My mom was a woman of deep principal. Dishonestly would never be tolerated. She called my brother inside and told him to go sit at the dining room table. I think he knew something unpleasant was in store for him from her voice. He walked to the table and stopped cold. There, in all its 24-hour glory, was his abandoned tuna fish sandwich. After what seemed hours of him sitting in front of it, staring at the plate, my mom entered the room and told him that she would far rather be told the truth, than a lie, and reminded him that the consequences would always be better with honesty.
She sat down next to him on the bench, and ran her beautiful hands with their long slender fingers, through his mop of a hair with all his curls. I remembered how she simply said that she loved him and that he was her boy. He was dismissed and went outside to play. She went back into the kitchen to finish whatever dinner she was working on. (Did I hear a little giggle?)
Remarkable. So many lessons to teach your loved ones requiring patience and consistency. How do you parents ever do it?
So, back to my pups, my kids.
As I always do, I make a list of “to do” stuff for the day. My list on Thursday last week was particularly long. But, I’m a morning person and challenges excite me. I remember thinking that I could get everything done and, with a little good weather, even take the Paddle Pups hunting on Sunday. Plus, there was much to do to prepare for WyNott’s trip to the German Wirehaired Pointer Club of America’s Nationals in southern Illinois. I was, simply, energized and motivated to seize the day and conquer.

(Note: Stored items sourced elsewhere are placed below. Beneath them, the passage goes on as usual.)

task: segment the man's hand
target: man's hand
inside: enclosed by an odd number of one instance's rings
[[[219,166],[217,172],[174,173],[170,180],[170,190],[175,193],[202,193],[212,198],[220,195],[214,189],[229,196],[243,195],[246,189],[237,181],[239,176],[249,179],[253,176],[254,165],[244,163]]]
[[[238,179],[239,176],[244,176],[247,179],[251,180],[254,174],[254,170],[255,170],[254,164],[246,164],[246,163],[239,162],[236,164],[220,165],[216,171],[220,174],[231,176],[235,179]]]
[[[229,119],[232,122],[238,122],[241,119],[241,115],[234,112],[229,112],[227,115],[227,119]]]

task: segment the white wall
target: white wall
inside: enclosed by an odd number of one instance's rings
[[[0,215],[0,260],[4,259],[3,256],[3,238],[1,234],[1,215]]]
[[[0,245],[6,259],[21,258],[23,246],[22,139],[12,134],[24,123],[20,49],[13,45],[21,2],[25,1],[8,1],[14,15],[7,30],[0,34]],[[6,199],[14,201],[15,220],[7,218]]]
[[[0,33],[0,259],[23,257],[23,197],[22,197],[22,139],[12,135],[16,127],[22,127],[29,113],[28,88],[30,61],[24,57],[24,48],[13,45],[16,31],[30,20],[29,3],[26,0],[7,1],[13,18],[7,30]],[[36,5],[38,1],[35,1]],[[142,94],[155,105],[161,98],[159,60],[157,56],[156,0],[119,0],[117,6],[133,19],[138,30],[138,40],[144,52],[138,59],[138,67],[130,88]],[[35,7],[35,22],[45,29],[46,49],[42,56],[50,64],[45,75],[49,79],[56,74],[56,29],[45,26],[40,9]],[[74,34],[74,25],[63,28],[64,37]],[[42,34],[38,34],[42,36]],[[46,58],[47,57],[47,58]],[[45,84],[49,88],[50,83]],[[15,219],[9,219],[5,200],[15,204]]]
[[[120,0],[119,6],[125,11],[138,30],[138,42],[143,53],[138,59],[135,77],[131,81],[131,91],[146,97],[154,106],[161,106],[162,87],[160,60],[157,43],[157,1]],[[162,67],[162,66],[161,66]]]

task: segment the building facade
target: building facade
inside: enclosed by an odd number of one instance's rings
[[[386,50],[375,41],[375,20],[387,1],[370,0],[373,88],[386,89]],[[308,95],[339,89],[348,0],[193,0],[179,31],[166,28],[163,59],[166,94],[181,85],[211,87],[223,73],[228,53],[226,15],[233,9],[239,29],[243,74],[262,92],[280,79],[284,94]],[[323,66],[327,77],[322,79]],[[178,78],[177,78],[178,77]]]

Well, that feeling of euphoria was quickly dampened down when I experienced Watson’s first awful (and I mean awful) cough. What was supposed to be three days of productive work quickly got thrown out the window with what was to ensue with a very sick child.
Of course, our plans for our trip out to the Midwest this week had to be canceled, which required loads of emails, and phone calls and shipping out silent auction prizes I had collected.
Our lives, both mine and the Ws, were requiring adjustments and compromises.
I have dealt with many difficult and trying and sad things in my life. But, truthfully, this particular episode made me really think about my parents, as well as all you parents. You’re amazing. Juggling kids and animals and work and home life. Parenthood is a full time, 24/7 proposition. As a parent of only three dogs, I guess I have it a little easier on the difficulty scale. But, after this weekend, I so much more appreciate what it is you all do, day in and day out.
I guess it’s called life, right?
And, when all is said and done – at the end of the day – we have each other. We have our loved ones, whether they’re human or furry, and our passions.
For me, I have my awesome pups; a handful of really close friends, including my dearest pal, Chef Phoebe, that I hold so dear; my family, including my mom up there, and a wonderful restaurant that folks enjoy and for which I am terribly proud.
That’s how my parents did it. That’s how you all do it. You embrace the good, and deal with the bad, and fall asleep knowing that there’s yet another day.